It used to be a cycle of going to school to acquire knowledge and then getting a white collar job afterwards.
A lot of people never gave a thought to acquiring skills or harnessing their innate talents to earn a living.
As time evolves, more people are beginning to discover that life has gone beyond the usual cycle of obtaining a certificate, hence people are beginning to put their skills to good use and with hard work, consistency, and creativity, it is paying off real good to most of them.
Aurora James may not be an everyday name but the 33-year-old has carved a niche for herself in the world of fashion entrepreneurship by projecting Africa to the world through her designs.
Gradually, her unique achievements in the fashion world have set her name to ring a bell to many especially the fashionistas each time it is mentioned.
She is one of rare fashion entrepreneurs who derive satisfaction in taking African values and culture to the world via her traditional footwear brand known as Brother Vellies.
Prior to founding Brother Vellies in 2013, Aurora had spent some years experimenting with designs and different artisans in Africa and later decided to take it to the next level by introducing her favourite traditional African footwear to the rest of the world.
Her goal was to preserve the shoe-making craft in Africa and at the same time, create new jobs for artisans in her workshops where authentic, modern-day desert boots, shoes, slippers and sandals are produced.
With time, she launched her first official collection in 2014 Spring, and as business boomed in South Africa, she decided to tap into other countries by expanding to Kenya and Morocco.
Brother Vellies is designed in Brooklyn, produced with local artists across Africa, and sold in over 25 stores from New York to Japan, including online.
In the spring of 2015, she partnered with the United Nations as part of the Ethical Fashion Initiative, which helped her secure living wages and streamlined productions facilities for her artisans in Kenya.
Relatively unknown outside of Africa, the velskoen – pronounced “fell-skoon” and known colloquially as “vellies” – are actually the ancestor of the modern day desert boot.
At the workshop in South Africa, a small group of men and women assemble a few dozen pairs of shoes a day by hand, using techniques refined over multiple generations.

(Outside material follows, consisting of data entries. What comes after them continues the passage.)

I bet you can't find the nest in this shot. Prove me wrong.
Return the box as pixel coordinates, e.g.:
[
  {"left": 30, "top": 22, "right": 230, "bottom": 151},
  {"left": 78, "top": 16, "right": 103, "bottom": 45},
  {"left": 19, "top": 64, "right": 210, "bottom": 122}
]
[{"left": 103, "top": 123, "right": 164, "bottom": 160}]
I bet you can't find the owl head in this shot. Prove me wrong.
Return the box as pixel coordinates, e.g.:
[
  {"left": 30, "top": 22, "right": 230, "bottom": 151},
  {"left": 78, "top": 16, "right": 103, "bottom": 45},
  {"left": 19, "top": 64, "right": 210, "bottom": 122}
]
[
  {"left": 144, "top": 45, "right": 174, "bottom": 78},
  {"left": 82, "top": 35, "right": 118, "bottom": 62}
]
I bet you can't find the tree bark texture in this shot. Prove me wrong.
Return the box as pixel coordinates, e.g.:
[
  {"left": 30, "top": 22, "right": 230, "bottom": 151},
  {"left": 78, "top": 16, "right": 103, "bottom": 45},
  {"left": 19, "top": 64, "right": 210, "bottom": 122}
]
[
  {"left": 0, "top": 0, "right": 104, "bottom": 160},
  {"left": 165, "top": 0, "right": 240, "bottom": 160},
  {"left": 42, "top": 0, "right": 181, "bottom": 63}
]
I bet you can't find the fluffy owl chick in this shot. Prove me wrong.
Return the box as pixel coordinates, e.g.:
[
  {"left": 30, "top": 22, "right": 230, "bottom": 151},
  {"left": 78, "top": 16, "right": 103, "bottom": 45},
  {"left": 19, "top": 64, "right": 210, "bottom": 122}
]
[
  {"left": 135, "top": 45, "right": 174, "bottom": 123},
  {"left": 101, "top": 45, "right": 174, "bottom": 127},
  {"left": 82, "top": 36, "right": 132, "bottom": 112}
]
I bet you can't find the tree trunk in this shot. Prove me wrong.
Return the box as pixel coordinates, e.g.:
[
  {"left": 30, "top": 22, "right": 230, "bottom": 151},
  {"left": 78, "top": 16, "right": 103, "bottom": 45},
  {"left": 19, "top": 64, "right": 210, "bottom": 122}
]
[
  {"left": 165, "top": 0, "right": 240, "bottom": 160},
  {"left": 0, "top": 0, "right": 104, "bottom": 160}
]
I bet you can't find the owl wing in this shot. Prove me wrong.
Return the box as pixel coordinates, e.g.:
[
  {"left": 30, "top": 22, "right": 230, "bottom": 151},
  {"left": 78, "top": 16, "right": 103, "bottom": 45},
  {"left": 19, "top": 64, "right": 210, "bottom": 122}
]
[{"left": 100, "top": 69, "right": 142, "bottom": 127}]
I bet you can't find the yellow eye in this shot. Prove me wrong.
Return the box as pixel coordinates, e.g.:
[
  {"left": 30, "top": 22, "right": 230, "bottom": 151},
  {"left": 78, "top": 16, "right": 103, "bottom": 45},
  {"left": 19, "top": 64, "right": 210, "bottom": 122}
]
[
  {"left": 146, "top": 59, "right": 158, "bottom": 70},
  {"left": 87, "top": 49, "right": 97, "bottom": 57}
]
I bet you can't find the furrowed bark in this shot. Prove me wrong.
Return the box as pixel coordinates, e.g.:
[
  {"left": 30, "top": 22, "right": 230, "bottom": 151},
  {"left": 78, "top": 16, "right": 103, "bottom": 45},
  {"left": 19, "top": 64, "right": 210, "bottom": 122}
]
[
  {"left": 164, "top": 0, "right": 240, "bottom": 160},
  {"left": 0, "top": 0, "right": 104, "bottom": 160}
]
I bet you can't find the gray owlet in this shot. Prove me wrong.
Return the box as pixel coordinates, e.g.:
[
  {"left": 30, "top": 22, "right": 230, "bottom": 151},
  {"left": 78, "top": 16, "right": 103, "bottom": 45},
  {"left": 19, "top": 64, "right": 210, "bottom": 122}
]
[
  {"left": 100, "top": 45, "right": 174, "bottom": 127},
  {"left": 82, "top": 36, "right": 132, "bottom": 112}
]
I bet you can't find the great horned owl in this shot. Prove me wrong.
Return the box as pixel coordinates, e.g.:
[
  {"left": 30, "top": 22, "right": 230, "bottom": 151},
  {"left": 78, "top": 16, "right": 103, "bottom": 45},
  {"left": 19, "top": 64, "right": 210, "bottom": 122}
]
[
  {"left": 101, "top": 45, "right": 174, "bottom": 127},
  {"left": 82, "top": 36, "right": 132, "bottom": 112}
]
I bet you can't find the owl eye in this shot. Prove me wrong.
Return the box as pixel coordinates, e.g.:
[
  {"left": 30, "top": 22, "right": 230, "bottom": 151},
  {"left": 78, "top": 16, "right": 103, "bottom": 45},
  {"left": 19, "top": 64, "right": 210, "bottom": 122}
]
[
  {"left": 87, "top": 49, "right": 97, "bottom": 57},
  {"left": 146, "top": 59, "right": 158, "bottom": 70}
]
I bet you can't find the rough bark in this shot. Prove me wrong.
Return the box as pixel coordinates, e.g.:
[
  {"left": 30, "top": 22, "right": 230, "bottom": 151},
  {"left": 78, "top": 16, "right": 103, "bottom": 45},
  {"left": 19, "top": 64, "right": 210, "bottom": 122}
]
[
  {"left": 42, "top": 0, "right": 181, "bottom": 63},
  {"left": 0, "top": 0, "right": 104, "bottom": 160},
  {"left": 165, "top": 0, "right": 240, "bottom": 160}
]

The workshop was established in 1963 and is an open space that welcomes artisans of all genders, sexual orientation, backgrounds and tribes.
Aurora now travels to Africa almost every month to liase with the local artisans, experience the diverse culture of the continent, and unearth new inspirations with the aim of taking her brand to the world.
Who says Africa isn’t on her road to global fame with the likes of Aurora in the picture?